29 Ocak 2024 Pazartesi

NAMI DİĞER LENDUHA

Arkadaşım pencerenin yanına oturdu, başını dışarı çevirdi ve ayy! dedi, ne çirkin olmuş!

Bitişik çatıdaki, İskender Lahdi adını taktığım talihsiz masa/oturma adası teşebbüsünü diyordu.



Kolaya kaçıp ben onu artık görmüyorum bile dedim. (Bir söz, düşünce tamamen dışımda olduğunda öyle yapıyorum; bir yere varacağından kuşku duyarak uzun uzadıya kendi tavrımı, konumumu açıklamaya girişmek yerine basmakalıp bir cevapla ya da hiç katılmadığım şeyi onaylayarak geçiştiriyorum.)

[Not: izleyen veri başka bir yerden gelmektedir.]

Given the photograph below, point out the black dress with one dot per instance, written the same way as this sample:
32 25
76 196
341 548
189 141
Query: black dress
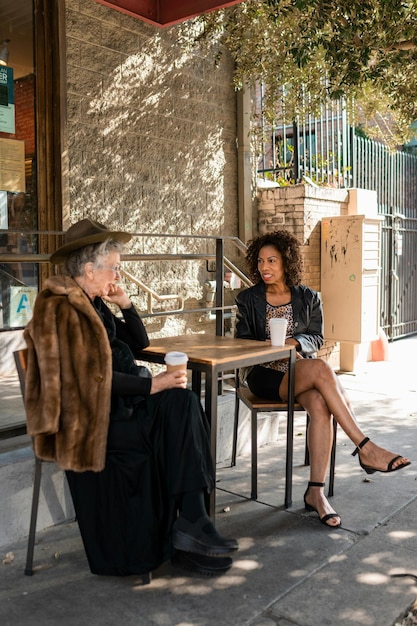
157 449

Oysa tam tersine, onu görüyor, seyrediyor, zevk duyuyorum.

Çünkü arşivindeki nice eser, akım, görüntünün bıraktığı izleri harmanlayan gözüm, bu lenduhayı ince ince işliyor.

Demir iskeletini kaplayan yekpare taş değil, sıkıştırılmış tozu imiş ki bel verdi. Ortasında oluşan çukura su doluyor. Bu gölcük, yağmurlarda genişleyip kenarlara kadar yayılan bir içdenize dönüşüyor. (Damlaların hafif yağışta sakin, sağanaklar ve rüzgarlarda yüzeyi döven vuruşları!.) Buranın eksik olmayan toz toprağı gölcüğün etrafına evvelki yüzyıl sonlarının bungun yağlıboya tablolarına seçilen yaldızlı oval çerçeveler misali kenarlar oluşturacak şekilde kat kat birikip ıslanıyor. Gökyüzü, ufalıp genişleyen bu birikintideki yansımasıyla bütüne katılıyor. Şafağın kızıldan dönen renkleri, renk renk bulut, duru mavi, derin lacivert yatağında çeşitli halleriyle ay, içinden geçen kargalar, martılar, turuncu-sarı gün sonları..

Tam taş bile olmayan bu ölü doğmuş ve hayat da verilmemiş (hemen hiç kullanılmadı) lenduha, benim kaçırmak bir yana, yapıştırdığım gözümde makbul bir obje olup çıktı!

Güzel değil. Ama ifade ve algıyı genişletme, derinleştirme gücü ile tanımlarsak bir sanat nesnesi artık.

Bakışımı an’a, onun tekrarlanmazlığına, dinamizmine sonuna kadar açmasıyla önüme konan hazır bir sanat eserinin olduğundan çok daha zenginleştirici.